Vanhorn v. Locklear Automotive Group, Inc.
MEMORANDUM OPINION. Signed by Judge James H Hancock on 7/22/2015. (JLC)
2015 Jul-22 AM 09:41
U.S. DISTRICT COURT
N.D. OF ALABAMA
IN THE UNITED STATES DISTRICT COURT
NORTHERN DISTRICT OF ALABAMA
The court has before it the June 17, 2015 Motion (Doc. #3) to Dismiss Without
Prejudice, Or, In the Alternative Motion to Stay Action and To Compel Arbitration
filed by Defendant Locklear Automotive Group, Inc. Pursuant to the court’s June 18,
2015 order (Doc. # 4), Plaintiff filed a Response (Doc. #5) in Opposition on July 2,
2015, and Defendant filed a Reply (Doc. #6) on July 8, 2015. The Motion (Doc. #3)

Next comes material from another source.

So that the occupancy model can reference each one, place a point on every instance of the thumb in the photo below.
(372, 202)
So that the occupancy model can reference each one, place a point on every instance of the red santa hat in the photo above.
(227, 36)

is now under submission, without oral argument, and due to be granted for the
A. Procedural History
Plaintiff filed the instant Complaint (Doc. #1) on March 19, 2015, alleging
violations of 42 U.S.C. § 1981 and Title VII of the Civil Rights Act of 1964, as
amended, 42 U.S.C. §§ 2000e et seq.
Specifically, Vanhorn alleges that his
employment with Locklear Automotive was discriminated against and ultimately
terminated because of his race, African American. (See generally Compl.) On June
17, 2015, Defendant filed a Motion (Doc. #3) to Dismiss Without Prejudice, Or, In
the Alternative Motion to Stay Action and To Compel Arbitration. The Motion, as
supported by the accompanying Memorandum of Law, asserts that Plaintiff signed
an Arbitration Agreement whereby he agreed that any dispute relating to his
employment would be resolved through arbitration. (See Exh. A to Doc. #3.)
B. Arbitration Agreement
At the inception of his employment with Locklear Automotive, on September
16, 2013, Vanhorn
and Defendant mutually executed a written Arbitration
Agreement (the “Agreement”). (Exh. A to Doc. #3.) The Agreement provides:
[T]he Employer and Employee mutually agree that all
disputes not barred by applicable statutes of limitations,
resulting from or arising out of said employment (including
but not limited to . . . the benefits and conditions of
employment . . . ; the relationship between the Employer
and the Employee and other Employees of the Employer;
the working conditions while employed; the terms, manner
and conditions of termination (voluntary or involuntary);
the Employer’s compliance with any state and/or federal
employment and civil rights rules, regulations and laws . .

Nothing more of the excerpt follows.